A truly original missing-person drama is hard to write, and The Stolen Girl does fall back on some classic clichés, but the premise, based on the book Playdate by Alex Dahl, is brilliant.
Elisa, running late from work one day, bumps into Rebecca (Holliday Grainger) as they pick their daughters up from a fancy school in Cheshire. After a few jokes about the traffic in town, Elisa eventually lets 9-year-old Lucia (Beatrice Campbell) go for a playdate with Rebecca’s daughter, Josephine (Robyn Betteridge).
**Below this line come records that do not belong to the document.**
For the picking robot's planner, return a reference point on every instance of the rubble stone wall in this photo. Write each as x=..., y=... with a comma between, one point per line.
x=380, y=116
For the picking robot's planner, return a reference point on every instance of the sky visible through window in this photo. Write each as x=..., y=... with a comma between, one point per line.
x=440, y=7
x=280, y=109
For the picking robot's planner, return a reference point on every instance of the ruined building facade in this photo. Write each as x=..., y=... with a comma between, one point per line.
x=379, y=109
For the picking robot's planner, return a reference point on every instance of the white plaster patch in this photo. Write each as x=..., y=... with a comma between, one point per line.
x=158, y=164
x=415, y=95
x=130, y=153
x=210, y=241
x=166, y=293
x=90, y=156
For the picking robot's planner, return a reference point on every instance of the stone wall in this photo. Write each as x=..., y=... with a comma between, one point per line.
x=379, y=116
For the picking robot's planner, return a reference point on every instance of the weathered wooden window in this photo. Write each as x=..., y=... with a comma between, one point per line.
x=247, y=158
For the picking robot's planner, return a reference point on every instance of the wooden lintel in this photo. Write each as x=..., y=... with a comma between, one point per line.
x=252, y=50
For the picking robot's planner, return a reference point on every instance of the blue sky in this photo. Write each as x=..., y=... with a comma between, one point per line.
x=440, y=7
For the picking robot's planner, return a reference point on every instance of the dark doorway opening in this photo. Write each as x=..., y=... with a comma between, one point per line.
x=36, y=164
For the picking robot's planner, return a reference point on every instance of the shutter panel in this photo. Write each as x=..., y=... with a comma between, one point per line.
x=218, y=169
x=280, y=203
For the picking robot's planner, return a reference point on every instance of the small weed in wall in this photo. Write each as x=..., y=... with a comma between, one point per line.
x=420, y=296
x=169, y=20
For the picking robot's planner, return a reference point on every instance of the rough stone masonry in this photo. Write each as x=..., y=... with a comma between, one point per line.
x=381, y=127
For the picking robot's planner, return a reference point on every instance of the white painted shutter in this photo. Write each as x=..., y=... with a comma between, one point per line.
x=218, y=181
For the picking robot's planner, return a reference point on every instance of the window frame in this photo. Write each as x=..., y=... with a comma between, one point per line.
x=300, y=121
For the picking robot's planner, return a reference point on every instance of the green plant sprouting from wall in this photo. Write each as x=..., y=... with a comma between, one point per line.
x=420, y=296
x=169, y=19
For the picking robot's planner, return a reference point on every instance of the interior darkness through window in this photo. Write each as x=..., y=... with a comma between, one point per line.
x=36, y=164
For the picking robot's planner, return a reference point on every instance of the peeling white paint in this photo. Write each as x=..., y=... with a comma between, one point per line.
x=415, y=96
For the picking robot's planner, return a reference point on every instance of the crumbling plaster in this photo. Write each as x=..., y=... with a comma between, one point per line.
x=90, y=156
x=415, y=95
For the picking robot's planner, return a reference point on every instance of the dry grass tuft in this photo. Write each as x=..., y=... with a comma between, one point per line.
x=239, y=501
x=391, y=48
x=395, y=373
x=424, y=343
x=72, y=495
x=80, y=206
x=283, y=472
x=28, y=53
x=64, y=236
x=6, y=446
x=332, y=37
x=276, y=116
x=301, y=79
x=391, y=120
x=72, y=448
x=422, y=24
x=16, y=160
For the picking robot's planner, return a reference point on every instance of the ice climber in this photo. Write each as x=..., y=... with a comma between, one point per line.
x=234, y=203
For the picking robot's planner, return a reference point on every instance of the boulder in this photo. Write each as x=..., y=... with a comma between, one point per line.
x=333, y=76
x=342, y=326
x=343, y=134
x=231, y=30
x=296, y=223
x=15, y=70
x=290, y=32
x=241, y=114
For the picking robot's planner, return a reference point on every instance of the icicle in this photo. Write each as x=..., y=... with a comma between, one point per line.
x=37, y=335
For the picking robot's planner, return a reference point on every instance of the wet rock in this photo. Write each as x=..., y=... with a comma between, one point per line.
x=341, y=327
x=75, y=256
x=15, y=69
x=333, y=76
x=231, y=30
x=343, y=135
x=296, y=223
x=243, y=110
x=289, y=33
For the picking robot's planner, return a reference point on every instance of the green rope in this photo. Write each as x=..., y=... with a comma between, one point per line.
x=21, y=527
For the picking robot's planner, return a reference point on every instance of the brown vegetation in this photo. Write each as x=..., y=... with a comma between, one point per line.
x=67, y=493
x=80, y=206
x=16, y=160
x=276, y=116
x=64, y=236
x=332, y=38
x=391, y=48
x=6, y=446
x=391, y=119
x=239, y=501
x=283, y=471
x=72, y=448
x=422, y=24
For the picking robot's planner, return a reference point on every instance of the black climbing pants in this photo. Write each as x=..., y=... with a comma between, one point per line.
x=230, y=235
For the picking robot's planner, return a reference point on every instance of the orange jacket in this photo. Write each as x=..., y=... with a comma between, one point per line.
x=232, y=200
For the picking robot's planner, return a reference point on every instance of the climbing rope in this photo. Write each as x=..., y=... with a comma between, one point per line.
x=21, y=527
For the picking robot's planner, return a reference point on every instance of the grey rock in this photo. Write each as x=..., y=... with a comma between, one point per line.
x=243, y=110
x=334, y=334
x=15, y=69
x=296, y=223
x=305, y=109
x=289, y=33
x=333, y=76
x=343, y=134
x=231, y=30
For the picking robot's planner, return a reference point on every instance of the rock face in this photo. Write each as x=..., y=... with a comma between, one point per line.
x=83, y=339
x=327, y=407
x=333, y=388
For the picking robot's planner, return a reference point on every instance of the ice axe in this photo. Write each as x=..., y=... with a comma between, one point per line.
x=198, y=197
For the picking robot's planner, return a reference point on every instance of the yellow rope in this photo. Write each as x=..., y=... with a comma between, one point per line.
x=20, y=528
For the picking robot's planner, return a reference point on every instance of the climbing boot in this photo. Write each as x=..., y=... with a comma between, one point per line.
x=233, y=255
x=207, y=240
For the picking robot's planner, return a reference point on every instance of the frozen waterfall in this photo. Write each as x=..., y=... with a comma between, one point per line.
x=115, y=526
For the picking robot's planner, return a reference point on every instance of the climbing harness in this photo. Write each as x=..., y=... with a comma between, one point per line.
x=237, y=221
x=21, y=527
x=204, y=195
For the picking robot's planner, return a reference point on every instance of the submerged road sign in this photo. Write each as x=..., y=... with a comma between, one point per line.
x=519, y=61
Everything seems fine. Rebecca lives in a stunning exposed-brick and French window-clad house and even drinks the most civilised of all drinks, kombucha: “Sorry, it’s not quite champagne, but it costs as much.” And yet, Rebecca is not quite who she seems, and that playdate goes very wrong when she and both girls suddenly disappear.
Nobody is safe from scrutiny from here onwards. Elisa soon finds herself under fire for allowing her daughter on a playdate with someone she didn’t know, while she and her successful lawyer husband Fred (Jim Sturgess) have many of their own secrets that slowly make it out into the light of day.

Fred is currently defending an ex-gang member at work and may or may not have had a brief dalliance with another woman. Meanwhile, hidden details about Elisa’s past life start coming to the surface, which may or may not involve a very middle class, red-garment-wearing cult. No one is saying anything, and it seems that everyone is on a personal mission to find Lucia before historic crimes start being uncovered. And when they do, it threatens to tear the family apart.
Interestingly, the police in this universe don’t seem to consider this missing-person case an urgent matter, instead leaving things to the curious journalist for Dash Voice, Selma Desai, played by Ambika Mod.
Fortunately, Selma soon finds herself in possession of what most journalists can only dream of: police officers willing to give her crucial information about the case and an ability to hop on her phone and find out any information in the blink of an eye. Don’t think about it too much; at least Mod is excellent in the role.
As might be evident from the above, the women in this show are the real stars – there is a poignancy to the way maternal love is explored, in all its facets. Gough and Grainger play women who are utterly obsessed with and motivated by their children, and they teeter on the edge of mania throughout. Their mirrored characterisation becomes the heart of the series.
Some of the twists and turns throughout are a little predictable, and the ending twist is eminently guessable, but Gough, Grainger and Mod keep things compelling, serving up lashings of tense, psychological drama that escalates as we dive into their lives. Plus, there’s no denying it looks gorgeous: from Elisa’s beautiful suburban house, dominated by teals, navies and oranges, to the picturesque French villages that crop up later. There are no gritty squats or dishevelled houses here; even the passport-forger lives in an antique-style flat with a huge vintage record collection.
Thriller-wise, The Stolen Girl never quite lives up to the heart-stopping moment of realisation in the first episode that Rebecca was not quite everything she seemed. But the delicacy with which parenthood and grief are portrayed lend a realism to the drama that some of the mid-series revelations might not. The end result is addictive stuff.